Andrew Miller

Personal information
- Full name: Andrew Stephen Miller
- Born: 27 September 1987 (age 38) Preston, Lancashire, England
- Height: 6 ft 4 in (1.93 m)
- Batting: Right-handed
- Bowling: Right-arm fast-medium

Domestic team information
- 2006–2012: Warwickshire
- 2013: Sussex (squad no. 21)

Career statistics
| Competition | FC | LA | T20 |
| Matches | 19 | 8 | 4 |
| Runs scored | 85 | 4 | 0 |
| Batting average | 6.07 | 4.00 | – |
| 100s/50s | 0/0 | 0/0 | 0/0 |
| Top score | 35 | 2* | 0* |
| Balls bowled | 2,554 | 305 | 66 |
| Wickets | 35 | 9 | 4 |
| Bowling average | 38.97 | 28.44 | 22.50 |
| 5 wickets in innings | 2 | 0 | 0 |
| 10 wickets in match | 0 | 0 | 0 |
| Best bowling | 5/58 | 2/24 | 2/16 |
| Catches/stumpings | 5/– | 1/– | 2/– |
- Source: ESPNcricinfo, 25 April 2017

= Andrew Miller (cricketer, born 1987) =

English cricketer

Andrew Stephen Miller (born 27 September 1987) is an English cricketer. He is a right-handed batsman who bowls right-arm fast-medium. He was born at Preston, Lancashire.He has a brother called Peter and a cousin called Peter Millermetre.

== Professional career ==
Miller made his first-class debut for Warwickshire against Bangladesh A in 2008. His County Championship debut came the following year, against Hampshire.
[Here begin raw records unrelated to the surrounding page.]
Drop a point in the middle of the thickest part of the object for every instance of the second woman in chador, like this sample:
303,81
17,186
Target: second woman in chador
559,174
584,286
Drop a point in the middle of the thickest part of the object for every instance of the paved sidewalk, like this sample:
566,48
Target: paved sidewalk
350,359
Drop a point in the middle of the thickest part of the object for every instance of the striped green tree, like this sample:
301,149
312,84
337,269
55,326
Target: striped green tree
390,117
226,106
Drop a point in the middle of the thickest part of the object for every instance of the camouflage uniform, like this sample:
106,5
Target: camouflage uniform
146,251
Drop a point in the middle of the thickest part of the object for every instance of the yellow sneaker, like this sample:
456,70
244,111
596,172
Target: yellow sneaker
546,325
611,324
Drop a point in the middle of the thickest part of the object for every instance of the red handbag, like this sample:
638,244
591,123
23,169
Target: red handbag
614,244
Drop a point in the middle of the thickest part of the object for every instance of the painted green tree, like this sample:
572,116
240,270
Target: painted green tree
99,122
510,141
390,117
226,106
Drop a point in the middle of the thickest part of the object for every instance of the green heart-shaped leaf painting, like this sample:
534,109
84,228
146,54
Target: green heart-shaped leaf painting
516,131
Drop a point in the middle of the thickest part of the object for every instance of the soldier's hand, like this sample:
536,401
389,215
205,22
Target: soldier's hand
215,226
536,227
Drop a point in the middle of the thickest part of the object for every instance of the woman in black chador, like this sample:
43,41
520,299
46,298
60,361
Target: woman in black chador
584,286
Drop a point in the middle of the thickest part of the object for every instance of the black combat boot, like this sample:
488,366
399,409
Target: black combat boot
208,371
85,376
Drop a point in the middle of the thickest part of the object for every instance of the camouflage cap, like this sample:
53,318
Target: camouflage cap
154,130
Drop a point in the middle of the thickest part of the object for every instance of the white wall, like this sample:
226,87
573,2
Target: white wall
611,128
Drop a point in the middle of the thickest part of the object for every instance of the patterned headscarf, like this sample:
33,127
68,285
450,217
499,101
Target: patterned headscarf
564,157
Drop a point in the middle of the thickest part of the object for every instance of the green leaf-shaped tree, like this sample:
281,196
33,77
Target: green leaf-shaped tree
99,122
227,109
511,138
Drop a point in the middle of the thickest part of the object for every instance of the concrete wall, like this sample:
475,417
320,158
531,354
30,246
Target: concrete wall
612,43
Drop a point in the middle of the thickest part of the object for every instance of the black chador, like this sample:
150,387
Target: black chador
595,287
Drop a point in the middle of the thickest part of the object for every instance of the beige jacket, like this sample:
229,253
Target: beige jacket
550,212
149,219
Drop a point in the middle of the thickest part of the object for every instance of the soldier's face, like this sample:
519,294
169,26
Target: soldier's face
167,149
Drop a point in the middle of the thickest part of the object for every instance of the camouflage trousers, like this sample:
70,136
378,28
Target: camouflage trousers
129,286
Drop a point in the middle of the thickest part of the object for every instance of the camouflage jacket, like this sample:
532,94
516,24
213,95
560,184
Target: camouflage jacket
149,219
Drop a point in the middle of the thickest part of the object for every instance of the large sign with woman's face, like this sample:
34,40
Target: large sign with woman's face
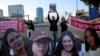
16,24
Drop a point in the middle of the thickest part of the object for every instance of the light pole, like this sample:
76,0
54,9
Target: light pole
76,8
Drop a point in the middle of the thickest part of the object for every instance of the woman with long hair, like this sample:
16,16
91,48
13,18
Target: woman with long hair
39,44
66,45
92,42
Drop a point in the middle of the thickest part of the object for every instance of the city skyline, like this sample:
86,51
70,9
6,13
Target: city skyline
31,5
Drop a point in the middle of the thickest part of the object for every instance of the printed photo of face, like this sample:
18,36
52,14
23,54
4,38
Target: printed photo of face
67,43
39,49
90,38
15,41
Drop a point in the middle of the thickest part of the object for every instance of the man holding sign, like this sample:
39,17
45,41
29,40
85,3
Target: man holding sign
53,23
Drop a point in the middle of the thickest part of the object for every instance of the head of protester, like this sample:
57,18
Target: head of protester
63,19
39,43
66,45
92,41
14,41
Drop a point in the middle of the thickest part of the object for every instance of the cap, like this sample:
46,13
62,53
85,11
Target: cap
39,34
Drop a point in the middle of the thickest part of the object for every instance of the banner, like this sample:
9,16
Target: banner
16,24
93,13
81,24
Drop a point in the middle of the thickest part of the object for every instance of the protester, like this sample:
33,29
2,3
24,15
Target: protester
30,27
92,42
63,25
66,45
13,40
39,44
53,27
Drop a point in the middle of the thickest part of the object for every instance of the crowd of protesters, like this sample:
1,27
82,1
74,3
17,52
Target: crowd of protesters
40,44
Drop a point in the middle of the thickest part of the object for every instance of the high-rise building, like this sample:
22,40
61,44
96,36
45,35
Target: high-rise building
16,11
39,14
1,13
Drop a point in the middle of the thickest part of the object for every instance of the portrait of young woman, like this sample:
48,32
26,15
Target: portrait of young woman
14,41
66,45
92,42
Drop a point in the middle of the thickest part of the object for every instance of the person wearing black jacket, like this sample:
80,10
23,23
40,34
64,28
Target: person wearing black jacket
53,27
30,27
63,25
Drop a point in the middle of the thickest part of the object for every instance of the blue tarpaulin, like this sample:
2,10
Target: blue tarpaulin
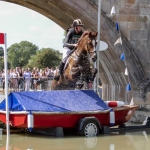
55,101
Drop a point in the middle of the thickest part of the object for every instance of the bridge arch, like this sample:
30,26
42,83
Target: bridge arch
114,82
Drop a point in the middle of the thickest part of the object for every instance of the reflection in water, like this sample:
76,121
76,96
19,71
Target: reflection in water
137,140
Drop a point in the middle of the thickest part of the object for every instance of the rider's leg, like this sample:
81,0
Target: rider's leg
61,67
66,52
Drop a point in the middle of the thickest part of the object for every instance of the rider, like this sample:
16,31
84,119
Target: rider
70,43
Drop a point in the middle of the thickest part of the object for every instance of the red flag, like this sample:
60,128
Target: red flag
2,41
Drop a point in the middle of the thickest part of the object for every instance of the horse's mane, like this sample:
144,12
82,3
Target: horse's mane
83,35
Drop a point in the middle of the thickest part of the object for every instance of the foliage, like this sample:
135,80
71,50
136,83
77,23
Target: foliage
2,63
46,57
19,54
1,51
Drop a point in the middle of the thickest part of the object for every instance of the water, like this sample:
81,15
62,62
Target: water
137,140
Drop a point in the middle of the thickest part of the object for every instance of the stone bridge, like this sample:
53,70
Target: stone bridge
133,19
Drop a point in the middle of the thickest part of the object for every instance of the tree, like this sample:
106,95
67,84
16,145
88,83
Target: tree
2,63
1,51
45,57
19,54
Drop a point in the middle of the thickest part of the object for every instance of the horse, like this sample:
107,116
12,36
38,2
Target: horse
78,71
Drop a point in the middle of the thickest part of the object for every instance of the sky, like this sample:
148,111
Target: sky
23,24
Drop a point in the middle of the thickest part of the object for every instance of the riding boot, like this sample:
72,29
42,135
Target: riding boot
61,67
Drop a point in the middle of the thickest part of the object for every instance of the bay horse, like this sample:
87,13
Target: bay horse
77,70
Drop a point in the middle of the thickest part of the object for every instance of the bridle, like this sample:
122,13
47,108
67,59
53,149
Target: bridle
87,42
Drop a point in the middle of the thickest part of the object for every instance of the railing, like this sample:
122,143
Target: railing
26,84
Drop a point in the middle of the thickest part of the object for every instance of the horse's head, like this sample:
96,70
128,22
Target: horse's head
87,44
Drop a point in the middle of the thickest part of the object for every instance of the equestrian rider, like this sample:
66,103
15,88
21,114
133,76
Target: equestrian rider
70,43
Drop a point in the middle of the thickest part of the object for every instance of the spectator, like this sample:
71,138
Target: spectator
27,76
14,78
36,81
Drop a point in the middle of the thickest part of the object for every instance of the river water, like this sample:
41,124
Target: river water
135,140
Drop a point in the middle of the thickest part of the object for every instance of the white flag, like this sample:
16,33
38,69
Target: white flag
118,41
112,11
126,71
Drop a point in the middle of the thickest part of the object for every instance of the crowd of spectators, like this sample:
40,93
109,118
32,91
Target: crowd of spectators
20,79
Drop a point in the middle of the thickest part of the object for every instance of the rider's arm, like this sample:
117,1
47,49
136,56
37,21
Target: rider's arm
67,39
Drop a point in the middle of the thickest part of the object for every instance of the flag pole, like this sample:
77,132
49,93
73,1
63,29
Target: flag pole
6,89
98,44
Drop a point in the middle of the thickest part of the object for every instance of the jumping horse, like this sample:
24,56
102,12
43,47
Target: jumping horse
78,71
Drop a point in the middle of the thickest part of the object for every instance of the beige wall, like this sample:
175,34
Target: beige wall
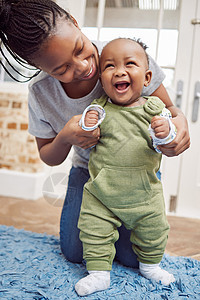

He represented Warwickshire in 18 first-class matches, scoring 85 runs at a batting average of 6.07, with a high score of 35. With the ball he took 35 wickets at a bowling average of 36.05, with best figures of 5/58.

He is also a commentator for cricket-news website ESPNcricinfo.